Slovenia on collision course with Brussels over plan to cull bears

Click to follow

Slovenia is on collision course with the European Commission after announcing plans to cull 100 bears - one quarter of the population of the protected species in the country.

The decision to kill the animals has provoked concern in Brussels, which says it is warning the Slovenian authorities not to go ahead with the planned bear hunt.

The issue has prompted anger in Germany, where a brown bear was shot last month after the authorities decided it posed a potential danger to humans. The animal, dubbed "Bruno" by the German media, was the first wild bear to be sighted in Germany since 1835. Slovenia joined the EU in 2004 and its bears are strictly protected under the EU's habitats directive. But the Slovenian authorities say they have not received any official warning letter from the European Commission, and defended their decision to go ahead with the cull to manage the population.

The government said there were 400 to 700 animals living in the country, alarming residents, posing a nuisance to farmers and killing livestock. Officials said that brown bears had strayed into towns and villages in the south of the country, looking for food, and have even been sighted in the capital, Ljubljana.

A small number of the animals have been captured and resettled in other European countries. France took two brown bears this year, releasing one in the Haute-Garonne and another in the Haute-Pyrénées.

The Slovenian government, which grants annual permits for bear hunts, said that it planned to make 100 available this year.

The European Commission has argued that Slovenia's estimate of its brown bear population at between 400 and 700 is so vague that it suggests the welfare of the species is not being properly monitored. It also pointed out that, based on Slovenia's own figures, the cull could eradicate 25 per cent of the country's bears.

Barbara Helfferich, the spokeswoman for the European environment commissioner, Stavros Dimas, said: "The commissioner has expressed his concern based on the information we have received from the Slovenian authorities, that they are about to allow 100 bears to be shot.
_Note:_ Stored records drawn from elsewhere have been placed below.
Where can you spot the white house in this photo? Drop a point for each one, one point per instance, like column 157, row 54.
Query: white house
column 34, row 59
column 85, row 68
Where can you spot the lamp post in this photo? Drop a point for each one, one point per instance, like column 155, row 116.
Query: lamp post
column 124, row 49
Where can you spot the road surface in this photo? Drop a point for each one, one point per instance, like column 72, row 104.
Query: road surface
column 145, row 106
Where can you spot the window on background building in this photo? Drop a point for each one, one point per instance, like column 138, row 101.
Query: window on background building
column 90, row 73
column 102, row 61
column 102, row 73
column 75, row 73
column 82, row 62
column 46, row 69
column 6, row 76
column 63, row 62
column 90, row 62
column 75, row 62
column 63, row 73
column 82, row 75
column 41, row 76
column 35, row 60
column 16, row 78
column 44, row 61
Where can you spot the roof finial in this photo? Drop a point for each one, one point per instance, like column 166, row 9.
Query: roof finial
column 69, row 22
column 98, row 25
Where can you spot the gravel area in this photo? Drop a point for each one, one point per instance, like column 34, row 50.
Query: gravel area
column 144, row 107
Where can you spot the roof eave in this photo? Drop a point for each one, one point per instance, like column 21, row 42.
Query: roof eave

We have doubts about the accuracy of the information we have received and would want no action to be taken by the Slovenian authorities until we have clarified the situation. It is possible that this action might be in breach of the law and that they could face infringement procedures if they went ahead."

There is little the Commission can do to stop the cull taking place, though it could subsequently open legal proceedings against Slovenia in the European Court of Justice.
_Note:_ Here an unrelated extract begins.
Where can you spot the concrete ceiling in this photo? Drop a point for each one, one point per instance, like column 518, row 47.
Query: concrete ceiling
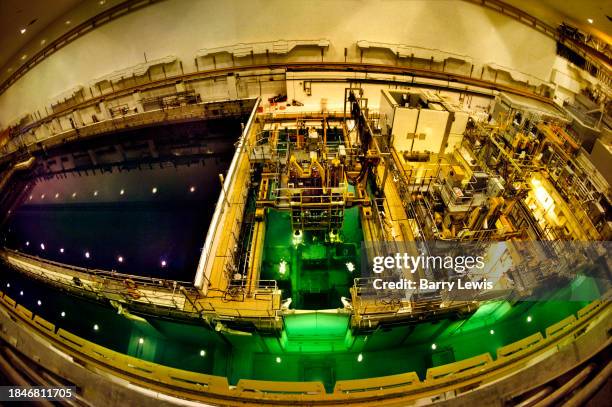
column 574, row 12
column 33, row 15
column 43, row 18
Darija Dolenc, a spokeswoman for the Slovenian Environment Ministry, said: "We have so many bears and this is a big problem because they are living in a small area of our country. The population is growing and they frequently visit farms. The bear is such a nice animal but we have to manage the population because they could be dangerous if the population grows too much."

In Germany, where the fate of "Bruno" was followed closely, Slovenia's plans have provoked criticism. A German Green MEP, Hiltrud Breyer, has lodged a question in the European Parliament."Bruno" had been blamed for killing dozens of sheep. A pack of Finnish tracking dogs was brought in to capture the bear alive, but they failed to corner it.The Bavarian authorities then ordered hunters to kill it, saying the bear posed a threat to humans.